Another option for increasing subsidies, proposed by Jodi Liu and Christine Eibner of the Commonwealth Fund, is to extend eligibility for premium tax credits to those with incomes above 400% of the poverty line who do not have another affordable source of coverage. Their study projects that doing so would increase health insurance enrollment by 1.2 million. These new enrollees would primarily be healthier, so their entrance into the individual market would potentially lower premiums and improve the risk pool.
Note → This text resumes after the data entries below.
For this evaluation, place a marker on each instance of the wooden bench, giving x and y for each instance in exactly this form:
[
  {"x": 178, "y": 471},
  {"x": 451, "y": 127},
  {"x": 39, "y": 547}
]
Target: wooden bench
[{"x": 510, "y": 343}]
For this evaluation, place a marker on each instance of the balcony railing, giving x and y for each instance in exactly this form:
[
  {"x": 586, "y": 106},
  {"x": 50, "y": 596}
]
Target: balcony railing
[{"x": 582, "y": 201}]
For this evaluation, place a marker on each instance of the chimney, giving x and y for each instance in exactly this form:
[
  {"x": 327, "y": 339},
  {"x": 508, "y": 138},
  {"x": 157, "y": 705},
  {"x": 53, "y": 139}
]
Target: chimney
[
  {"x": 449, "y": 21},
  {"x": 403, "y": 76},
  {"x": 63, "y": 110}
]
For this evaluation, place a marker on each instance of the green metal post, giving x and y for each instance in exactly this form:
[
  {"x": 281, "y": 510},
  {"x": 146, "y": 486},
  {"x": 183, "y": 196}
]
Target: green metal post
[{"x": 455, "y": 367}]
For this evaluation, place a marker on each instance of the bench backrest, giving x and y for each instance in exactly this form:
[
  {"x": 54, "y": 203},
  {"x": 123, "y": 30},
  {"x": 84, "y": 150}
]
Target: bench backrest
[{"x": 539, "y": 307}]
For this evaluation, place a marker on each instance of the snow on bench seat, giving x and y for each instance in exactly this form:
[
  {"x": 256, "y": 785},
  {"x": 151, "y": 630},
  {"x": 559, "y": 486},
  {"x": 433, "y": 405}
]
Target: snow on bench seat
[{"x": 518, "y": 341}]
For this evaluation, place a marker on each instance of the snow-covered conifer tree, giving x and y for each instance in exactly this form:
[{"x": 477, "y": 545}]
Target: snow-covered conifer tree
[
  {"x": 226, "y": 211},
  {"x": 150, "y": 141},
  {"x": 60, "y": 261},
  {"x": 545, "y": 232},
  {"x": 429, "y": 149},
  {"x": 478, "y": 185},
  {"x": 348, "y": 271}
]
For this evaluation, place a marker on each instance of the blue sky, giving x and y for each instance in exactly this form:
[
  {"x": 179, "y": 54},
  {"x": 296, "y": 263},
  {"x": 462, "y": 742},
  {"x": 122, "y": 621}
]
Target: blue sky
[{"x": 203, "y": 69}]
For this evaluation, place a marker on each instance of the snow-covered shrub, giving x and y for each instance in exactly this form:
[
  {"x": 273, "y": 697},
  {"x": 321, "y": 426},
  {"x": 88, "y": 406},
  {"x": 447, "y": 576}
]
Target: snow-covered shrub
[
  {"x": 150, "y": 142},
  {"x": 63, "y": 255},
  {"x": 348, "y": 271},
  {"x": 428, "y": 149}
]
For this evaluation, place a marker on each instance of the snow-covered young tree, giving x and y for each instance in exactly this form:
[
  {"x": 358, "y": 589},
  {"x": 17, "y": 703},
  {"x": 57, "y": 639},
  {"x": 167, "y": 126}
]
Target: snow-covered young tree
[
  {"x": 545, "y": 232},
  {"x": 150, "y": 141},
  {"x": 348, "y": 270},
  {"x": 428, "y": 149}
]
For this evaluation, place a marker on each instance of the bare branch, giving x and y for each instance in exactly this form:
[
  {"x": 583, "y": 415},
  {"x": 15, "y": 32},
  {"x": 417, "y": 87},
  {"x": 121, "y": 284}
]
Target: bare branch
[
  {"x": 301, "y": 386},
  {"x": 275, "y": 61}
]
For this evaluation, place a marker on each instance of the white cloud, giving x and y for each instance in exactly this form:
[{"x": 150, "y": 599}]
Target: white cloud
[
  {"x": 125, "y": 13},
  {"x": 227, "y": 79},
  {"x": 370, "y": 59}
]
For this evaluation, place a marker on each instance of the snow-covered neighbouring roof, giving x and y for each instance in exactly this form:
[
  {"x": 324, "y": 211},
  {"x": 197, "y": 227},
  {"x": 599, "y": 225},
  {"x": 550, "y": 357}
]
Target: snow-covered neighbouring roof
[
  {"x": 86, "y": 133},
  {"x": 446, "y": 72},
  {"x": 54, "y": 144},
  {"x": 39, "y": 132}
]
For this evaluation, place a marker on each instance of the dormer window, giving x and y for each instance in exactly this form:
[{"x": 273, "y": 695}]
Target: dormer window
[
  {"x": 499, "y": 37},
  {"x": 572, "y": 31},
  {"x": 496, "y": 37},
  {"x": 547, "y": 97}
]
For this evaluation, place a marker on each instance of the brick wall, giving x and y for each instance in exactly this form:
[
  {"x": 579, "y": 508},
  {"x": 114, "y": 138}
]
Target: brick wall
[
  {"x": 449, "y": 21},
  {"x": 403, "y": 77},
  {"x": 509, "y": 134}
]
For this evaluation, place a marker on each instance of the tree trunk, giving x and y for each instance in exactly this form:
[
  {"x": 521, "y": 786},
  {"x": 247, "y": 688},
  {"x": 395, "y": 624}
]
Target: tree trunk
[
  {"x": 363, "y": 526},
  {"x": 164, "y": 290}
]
Tens of millions of Americans rely on the individual market for their health insurance. Though these marketplaces provide good, affordable coverage to many, they are also in need of repair. Premiums continue to rise, and several major insurers have left state marketplaces.

A healthy market will need to provide quality products at an affordable cost, and it must be stable from year to year. Some potentially promising tools to maintain and improve the marketplaces include, among others, preserving cost-sharing reduction federal payments, implementing reinsurance programs, liberalizing the 1332 waiver program, expanding HSAs and HRAs, and raising tax credits for certain groups of Americans. Whichever approaches might be chosen, it will be very important to reduce uncertainty about the future of the marketplace for both insurers and consumers.